Since we addressed some of the things you shouldn’t do when eating out, let’s look at a few DO’s for restaurant etiquette.

  1. Be Patient. When you slow down a little, have some grace for people and aren’t expecting to receive everything you demand at the drop of a hat, you are going to enjoy your night out a lot more- and your server will be utterly indebted to you for your kindness and patience.

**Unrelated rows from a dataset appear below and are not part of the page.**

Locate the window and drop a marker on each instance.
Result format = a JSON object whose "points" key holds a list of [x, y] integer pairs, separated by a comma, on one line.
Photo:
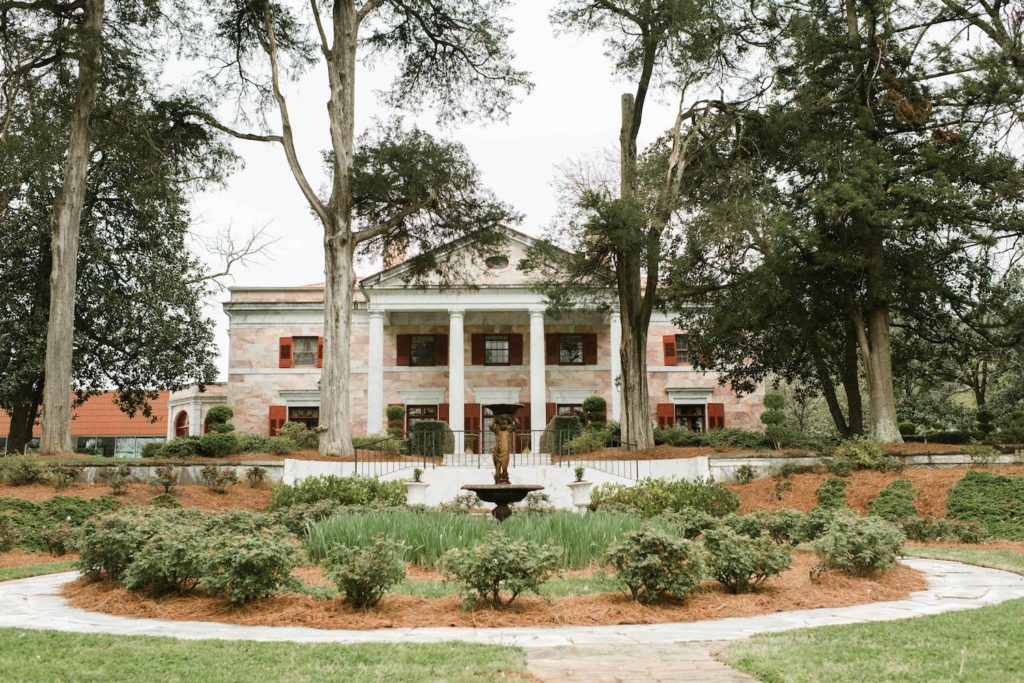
{"points": [[570, 349], [684, 356], [690, 416], [416, 414], [306, 416], [421, 350], [496, 350], [305, 350]]}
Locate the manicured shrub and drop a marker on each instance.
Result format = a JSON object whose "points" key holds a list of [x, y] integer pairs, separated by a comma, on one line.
{"points": [[108, 545], [498, 566], [22, 471], [254, 442], [301, 437], [218, 479], [559, 434], [365, 574], [895, 502], [780, 525], [654, 565], [431, 437], [742, 562], [688, 522], [181, 446], [859, 545], [246, 567], [861, 454], [217, 444], [219, 415], [256, 476], [595, 410], [166, 478], [832, 493], [118, 478], [932, 528], [652, 497], [170, 561], [994, 501], [342, 491], [60, 476]]}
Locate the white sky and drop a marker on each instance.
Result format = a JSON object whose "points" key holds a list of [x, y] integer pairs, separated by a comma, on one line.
{"points": [[571, 114]]}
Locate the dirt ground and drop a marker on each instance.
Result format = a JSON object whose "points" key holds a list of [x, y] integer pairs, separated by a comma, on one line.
{"points": [[932, 484], [793, 590], [240, 497]]}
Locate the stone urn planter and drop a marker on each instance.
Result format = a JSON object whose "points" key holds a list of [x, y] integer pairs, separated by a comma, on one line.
{"points": [[581, 494], [416, 493]]}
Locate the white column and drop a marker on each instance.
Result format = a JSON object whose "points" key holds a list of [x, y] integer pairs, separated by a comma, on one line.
{"points": [[457, 377], [538, 377], [375, 375], [616, 366]]}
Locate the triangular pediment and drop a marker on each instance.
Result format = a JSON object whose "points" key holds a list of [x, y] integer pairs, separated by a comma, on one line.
{"points": [[502, 269]]}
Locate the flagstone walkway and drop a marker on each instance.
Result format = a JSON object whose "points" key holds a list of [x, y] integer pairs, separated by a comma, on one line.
{"points": [[625, 652]]}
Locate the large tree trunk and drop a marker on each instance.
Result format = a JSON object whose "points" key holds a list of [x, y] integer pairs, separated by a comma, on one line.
{"points": [[876, 350], [67, 218], [339, 241]]}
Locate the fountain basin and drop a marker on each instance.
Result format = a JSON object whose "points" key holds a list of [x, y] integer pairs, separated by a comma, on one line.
{"points": [[502, 495]]}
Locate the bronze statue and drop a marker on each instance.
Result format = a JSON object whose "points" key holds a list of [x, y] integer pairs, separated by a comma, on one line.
{"points": [[504, 427]]}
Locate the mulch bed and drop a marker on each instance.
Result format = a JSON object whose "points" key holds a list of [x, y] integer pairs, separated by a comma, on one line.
{"points": [[932, 484], [793, 590], [241, 497], [17, 558]]}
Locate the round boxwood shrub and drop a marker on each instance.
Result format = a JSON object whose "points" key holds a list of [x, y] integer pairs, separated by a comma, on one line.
{"points": [[654, 565], [742, 562], [499, 566], [365, 574], [859, 545], [895, 501]]}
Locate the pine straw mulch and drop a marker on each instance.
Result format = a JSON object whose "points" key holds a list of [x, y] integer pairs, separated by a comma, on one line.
{"points": [[793, 590], [932, 484], [240, 497], [17, 558]]}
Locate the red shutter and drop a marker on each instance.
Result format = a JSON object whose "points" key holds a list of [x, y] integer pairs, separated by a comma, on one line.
{"points": [[515, 349], [666, 415], [440, 350], [590, 349], [551, 349], [716, 416], [279, 416], [669, 342], [285, 352], [476, 349], [403, 346]]}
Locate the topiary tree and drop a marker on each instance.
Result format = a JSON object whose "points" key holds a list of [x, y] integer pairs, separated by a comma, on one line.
{"points": [[595, 410], [773, 417]]}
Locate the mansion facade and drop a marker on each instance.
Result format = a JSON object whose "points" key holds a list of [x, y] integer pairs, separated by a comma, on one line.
{"points": [[444, 353]]}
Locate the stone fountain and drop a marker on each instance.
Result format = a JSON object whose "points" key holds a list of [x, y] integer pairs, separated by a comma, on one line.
{"points": [[503, 493]]}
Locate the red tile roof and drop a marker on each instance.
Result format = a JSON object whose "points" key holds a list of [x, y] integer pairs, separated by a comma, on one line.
{"points": [[99, 416]]}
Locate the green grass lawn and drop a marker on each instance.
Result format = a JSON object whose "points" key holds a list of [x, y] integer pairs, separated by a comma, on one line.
{"points": [[46, 655], [10, 573], [984, 644]]}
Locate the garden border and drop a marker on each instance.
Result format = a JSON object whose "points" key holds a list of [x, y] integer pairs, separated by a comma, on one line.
{"points": [[37, 603]]}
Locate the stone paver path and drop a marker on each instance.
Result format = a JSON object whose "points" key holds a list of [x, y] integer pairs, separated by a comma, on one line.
{"points": [[655, 651]]}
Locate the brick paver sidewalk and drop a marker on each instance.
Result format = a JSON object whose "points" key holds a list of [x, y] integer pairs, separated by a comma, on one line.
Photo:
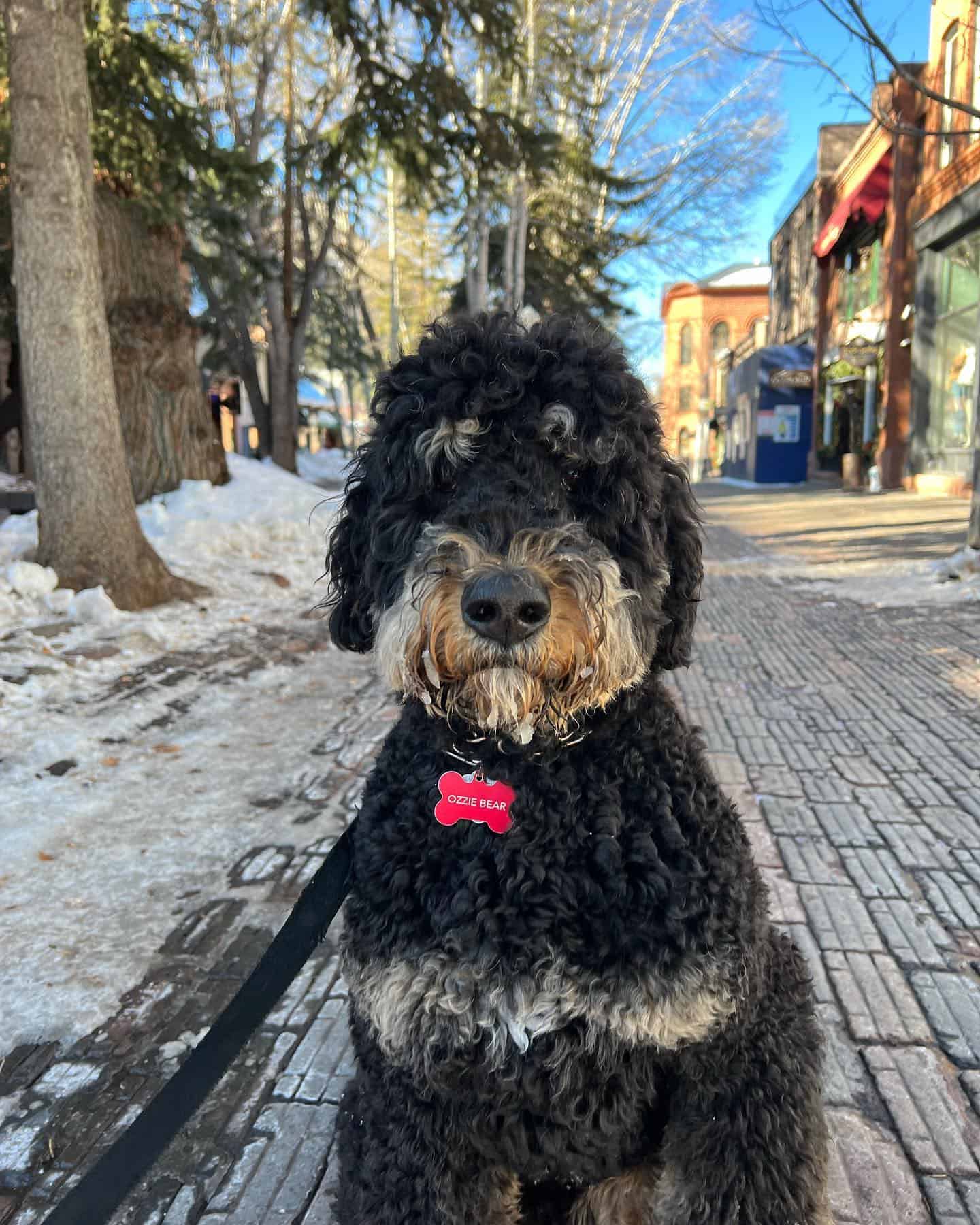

Especially in the middle of a jam packed restaurant, it’s easy to be flustered- but test yourself next time to have some understanding for the staff who are busting their butts to serve you!

  2. Be Aware. Just know what’s going on around you, and be somewhat courteous and considerate of others and everything will be a lot more enjoyable for everyone involved. No one likes an oblivious or ignorant customer, so just being slightly inclined to what’s going on around you will help you contribute to a better experience and environment.

  3. Communicate. If something is wrong, you have to make it clear that you aren’t satisfied or most times it won’t be solved. Restaurants want you to have a great experience, but they aren’t mind readers. Just be open and honest about what you want so they can do their best to serve you!

After a little refresher course on some restaurant do’s and don’ts, you’re ready to go chow down! Eating out should be an enjoyable experience for all parties involved, and just a little common courtesy can go a long way to make that happen easily for everyone!